Landry’s Inc. is a great example of this potential synergy
This type of incentivizing is going to take partnerships between online operators and merchants. But, even without partnering up with local restaurants, or Amazon.com, or some other merchants, these possibilities already exist in some places.
Take Landry’s Inc. for instance. The restaurant and hospitality giant owns the Golden Nugget in Atlantic City (which operates GoldenNuggetCasino.com) as well as over 50 restaurants and chains.
So imagine if GoldenNuggetCasino.com offered vouchers to restaurants instead of or alongside reward dollars?
Imagine a husband tells his wife he is going to deposit $300 at an online poker site, and the wife rolls her eyes because her husband is crap at poker, but it’s only $300 of nonessential money, so let him have his fun.
He will likely lose the $300, maybe deposit a couple more times (probably without telling his wife) and lose that money as well over the course of a month. But in the process perhaps he earns enough rewards points for a $100 restaurant voucher to one of Landry’s many upscale steak houses or seafood restaurants, which he uses to take his wife out for a nice dinner.
Yeah, he lost $500, maybe $1,000, but in his wife’s eyes, he was excited about playing, it’s not irreplaceable money, and it kept him occupied over the past month (maybe he spent far less time and money at the bar with his friends), and I got an awesome dinner date out of it.
If the husband wants to keep playing he can, with his own money, and the experience of the dinner softens the blow of the losses for everyone involved. It’s something to laugh about: “How’s your $500 Steak?”
Unfortunately, here is what happens now. In the current system the husband would simply lose the same amount of money (plus the bonus money he received) over the course of maybe two months. He would have nothing to show for it, nothing to offer his wife, and no experience to fondly look back upon. All that happened was he lost money.
Which scenario is:
- the husband going to enjoy more?
- the wife going to be more likely to allow him to redeposit and try again?
As a married man I consider these rhetorical questions.
For most people who gamble recreationally, it’s not about the money lost, or how fast you lost it, it’s about the experience you had with that money. Even if you end up paying what amounts to $1,000 for tickets to a comedy show, if the experience is good it was worth it, and you’ll take the chance and gamble again.
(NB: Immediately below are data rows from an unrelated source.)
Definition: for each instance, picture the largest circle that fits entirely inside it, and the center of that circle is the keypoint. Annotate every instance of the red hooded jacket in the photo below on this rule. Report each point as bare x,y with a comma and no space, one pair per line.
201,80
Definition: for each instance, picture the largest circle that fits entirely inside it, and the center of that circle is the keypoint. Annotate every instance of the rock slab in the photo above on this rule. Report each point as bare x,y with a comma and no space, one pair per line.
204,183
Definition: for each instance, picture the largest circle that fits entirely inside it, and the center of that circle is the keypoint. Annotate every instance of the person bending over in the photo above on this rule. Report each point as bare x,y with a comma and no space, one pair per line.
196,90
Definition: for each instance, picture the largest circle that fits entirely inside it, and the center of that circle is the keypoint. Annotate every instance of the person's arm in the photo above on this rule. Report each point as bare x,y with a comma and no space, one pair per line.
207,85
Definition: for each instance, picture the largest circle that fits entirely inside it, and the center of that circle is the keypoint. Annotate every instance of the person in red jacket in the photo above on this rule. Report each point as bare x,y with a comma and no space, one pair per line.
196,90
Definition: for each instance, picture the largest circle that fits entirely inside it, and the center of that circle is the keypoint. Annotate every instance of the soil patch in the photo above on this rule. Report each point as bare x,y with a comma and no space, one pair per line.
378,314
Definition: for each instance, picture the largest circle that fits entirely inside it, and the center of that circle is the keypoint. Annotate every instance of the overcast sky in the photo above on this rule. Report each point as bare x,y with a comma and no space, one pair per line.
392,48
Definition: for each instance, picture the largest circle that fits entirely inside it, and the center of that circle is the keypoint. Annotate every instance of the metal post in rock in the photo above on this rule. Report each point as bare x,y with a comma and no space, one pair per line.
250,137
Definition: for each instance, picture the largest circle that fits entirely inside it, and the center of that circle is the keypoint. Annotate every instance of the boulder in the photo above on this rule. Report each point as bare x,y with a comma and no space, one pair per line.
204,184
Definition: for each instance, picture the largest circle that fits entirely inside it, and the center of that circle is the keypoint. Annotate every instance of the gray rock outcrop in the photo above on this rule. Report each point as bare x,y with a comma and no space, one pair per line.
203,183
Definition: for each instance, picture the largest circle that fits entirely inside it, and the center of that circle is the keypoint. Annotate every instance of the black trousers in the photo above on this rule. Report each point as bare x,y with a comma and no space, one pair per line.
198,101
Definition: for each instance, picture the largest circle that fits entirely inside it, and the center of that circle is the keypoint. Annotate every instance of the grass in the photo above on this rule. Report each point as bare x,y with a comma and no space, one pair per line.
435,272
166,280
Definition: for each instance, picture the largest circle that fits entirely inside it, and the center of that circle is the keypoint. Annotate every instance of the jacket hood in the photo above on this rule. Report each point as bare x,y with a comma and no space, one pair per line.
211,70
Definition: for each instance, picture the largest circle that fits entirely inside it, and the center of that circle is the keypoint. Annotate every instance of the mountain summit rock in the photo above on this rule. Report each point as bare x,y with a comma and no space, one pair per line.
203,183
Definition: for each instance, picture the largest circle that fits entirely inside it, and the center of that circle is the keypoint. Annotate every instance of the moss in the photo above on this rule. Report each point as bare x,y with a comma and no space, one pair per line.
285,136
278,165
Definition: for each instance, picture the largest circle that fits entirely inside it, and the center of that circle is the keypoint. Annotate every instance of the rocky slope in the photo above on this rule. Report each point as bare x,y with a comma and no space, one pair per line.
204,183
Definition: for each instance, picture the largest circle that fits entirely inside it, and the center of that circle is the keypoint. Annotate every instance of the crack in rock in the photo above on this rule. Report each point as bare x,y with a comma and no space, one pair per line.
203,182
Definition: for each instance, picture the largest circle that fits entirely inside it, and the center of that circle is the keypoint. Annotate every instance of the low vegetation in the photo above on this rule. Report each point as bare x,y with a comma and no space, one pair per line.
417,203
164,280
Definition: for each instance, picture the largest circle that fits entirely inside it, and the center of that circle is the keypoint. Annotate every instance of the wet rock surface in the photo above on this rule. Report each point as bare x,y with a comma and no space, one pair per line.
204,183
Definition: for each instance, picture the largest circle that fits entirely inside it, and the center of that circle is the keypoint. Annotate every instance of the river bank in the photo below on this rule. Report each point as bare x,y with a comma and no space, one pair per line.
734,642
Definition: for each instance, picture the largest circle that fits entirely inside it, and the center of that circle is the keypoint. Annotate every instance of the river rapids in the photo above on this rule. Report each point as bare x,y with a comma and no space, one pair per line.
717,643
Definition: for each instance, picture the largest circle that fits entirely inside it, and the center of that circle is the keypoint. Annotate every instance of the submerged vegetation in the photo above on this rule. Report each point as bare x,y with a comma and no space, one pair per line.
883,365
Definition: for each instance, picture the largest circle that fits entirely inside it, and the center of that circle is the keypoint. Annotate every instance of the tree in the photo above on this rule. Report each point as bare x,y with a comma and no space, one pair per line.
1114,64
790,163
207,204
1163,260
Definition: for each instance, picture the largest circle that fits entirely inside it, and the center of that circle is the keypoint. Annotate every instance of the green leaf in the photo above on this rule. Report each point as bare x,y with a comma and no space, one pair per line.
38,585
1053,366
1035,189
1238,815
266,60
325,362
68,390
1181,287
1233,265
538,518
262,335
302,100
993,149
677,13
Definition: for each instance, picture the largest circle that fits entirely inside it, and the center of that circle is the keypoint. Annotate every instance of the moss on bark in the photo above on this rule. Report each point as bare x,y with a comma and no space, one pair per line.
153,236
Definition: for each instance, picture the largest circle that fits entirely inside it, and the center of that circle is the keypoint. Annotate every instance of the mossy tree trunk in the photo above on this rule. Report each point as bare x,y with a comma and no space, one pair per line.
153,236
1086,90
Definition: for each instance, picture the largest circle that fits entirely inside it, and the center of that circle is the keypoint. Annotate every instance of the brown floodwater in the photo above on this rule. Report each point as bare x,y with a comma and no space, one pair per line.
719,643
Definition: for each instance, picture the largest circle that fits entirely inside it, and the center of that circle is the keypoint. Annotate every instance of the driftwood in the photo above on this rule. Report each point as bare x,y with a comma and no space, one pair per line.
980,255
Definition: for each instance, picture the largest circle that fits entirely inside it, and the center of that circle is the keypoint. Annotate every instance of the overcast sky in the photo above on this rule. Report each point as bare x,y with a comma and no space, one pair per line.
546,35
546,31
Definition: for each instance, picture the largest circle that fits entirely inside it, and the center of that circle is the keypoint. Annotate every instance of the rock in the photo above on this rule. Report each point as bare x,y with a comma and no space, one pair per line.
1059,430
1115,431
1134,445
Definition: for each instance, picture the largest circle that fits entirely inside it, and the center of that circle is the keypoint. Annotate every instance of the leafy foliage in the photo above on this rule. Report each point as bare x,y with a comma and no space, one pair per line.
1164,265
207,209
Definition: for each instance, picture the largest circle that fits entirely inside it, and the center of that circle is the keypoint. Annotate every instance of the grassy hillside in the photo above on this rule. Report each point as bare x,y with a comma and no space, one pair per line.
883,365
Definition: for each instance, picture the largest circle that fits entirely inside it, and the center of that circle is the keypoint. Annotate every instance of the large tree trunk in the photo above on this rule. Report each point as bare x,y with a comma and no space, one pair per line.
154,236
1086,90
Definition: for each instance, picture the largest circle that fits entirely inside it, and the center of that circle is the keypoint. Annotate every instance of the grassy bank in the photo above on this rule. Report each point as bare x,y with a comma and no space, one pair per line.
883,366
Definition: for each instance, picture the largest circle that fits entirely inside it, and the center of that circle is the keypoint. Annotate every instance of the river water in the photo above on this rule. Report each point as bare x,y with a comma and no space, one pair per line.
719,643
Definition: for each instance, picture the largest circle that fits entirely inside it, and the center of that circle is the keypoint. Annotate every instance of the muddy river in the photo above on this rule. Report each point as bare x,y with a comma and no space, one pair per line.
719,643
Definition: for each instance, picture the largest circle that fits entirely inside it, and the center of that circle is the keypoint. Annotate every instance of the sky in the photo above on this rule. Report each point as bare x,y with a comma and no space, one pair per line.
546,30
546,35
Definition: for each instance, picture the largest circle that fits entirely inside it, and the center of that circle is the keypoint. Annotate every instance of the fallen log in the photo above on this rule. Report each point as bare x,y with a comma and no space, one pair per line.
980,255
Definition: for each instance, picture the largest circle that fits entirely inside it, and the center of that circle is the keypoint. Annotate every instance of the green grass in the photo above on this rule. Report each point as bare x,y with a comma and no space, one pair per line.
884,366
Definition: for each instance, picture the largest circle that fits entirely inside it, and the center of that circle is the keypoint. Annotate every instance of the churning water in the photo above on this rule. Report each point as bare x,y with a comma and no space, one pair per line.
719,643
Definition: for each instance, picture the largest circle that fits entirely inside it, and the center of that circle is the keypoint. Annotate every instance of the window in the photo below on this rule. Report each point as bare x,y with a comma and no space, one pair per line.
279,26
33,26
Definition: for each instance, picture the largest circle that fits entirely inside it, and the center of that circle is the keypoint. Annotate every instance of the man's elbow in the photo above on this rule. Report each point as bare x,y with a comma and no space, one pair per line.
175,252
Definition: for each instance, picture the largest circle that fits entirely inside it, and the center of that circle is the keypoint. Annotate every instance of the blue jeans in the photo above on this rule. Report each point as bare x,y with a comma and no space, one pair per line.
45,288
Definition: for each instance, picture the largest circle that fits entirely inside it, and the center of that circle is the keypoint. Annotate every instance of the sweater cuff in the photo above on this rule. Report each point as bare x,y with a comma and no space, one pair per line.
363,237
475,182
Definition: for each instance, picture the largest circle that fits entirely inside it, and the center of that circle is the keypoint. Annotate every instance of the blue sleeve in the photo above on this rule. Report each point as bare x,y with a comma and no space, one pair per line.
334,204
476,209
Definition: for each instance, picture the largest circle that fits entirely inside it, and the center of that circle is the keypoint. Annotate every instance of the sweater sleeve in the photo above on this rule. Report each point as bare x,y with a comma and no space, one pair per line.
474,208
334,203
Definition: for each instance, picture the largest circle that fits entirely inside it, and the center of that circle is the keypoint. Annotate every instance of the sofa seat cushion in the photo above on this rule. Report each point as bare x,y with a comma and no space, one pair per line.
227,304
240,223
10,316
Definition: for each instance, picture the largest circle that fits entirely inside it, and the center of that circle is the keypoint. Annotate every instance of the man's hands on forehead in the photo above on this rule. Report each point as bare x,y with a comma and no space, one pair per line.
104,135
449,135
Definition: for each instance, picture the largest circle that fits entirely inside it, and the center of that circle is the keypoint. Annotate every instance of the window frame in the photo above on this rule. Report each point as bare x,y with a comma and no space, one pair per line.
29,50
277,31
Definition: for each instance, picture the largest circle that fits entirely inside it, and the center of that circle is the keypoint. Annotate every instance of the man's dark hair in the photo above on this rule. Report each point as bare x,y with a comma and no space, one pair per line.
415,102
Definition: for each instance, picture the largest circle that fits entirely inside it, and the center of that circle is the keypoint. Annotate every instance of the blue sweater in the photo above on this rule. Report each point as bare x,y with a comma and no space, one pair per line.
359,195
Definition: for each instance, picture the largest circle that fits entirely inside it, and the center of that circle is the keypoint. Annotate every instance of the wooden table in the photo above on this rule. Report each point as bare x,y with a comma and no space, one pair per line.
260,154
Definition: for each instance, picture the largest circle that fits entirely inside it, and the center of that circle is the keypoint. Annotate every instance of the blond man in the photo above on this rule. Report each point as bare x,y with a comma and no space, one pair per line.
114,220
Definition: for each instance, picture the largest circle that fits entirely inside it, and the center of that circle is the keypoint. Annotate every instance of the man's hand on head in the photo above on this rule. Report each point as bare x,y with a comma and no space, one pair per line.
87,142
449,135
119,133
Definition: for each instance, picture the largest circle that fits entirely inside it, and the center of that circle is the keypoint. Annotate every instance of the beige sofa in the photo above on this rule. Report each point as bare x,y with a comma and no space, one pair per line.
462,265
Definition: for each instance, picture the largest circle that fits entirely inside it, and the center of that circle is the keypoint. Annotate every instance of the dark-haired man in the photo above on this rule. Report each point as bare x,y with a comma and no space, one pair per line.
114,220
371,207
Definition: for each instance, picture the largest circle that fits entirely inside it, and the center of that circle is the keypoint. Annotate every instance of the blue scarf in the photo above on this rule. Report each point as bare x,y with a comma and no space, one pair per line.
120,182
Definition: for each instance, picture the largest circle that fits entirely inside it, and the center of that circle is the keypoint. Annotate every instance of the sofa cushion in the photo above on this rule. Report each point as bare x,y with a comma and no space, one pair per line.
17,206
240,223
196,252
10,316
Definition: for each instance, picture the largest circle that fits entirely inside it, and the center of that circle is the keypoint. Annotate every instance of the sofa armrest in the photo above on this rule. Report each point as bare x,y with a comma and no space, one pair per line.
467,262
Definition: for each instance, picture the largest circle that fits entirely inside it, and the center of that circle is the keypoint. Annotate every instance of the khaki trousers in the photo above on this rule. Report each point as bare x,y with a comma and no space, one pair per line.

Several times I have gone to a casino with my wife for a dinner and/or a show and lost money gambling. If the dinner and show are good, the gambling losses are just a side note to the story; if I go to the casino and only gamble the losses are THE story.
So while my former self (the professional poker player) would choose the reward dollars; my current self (a recreational gambler) takes the real world rewards 100% of the time.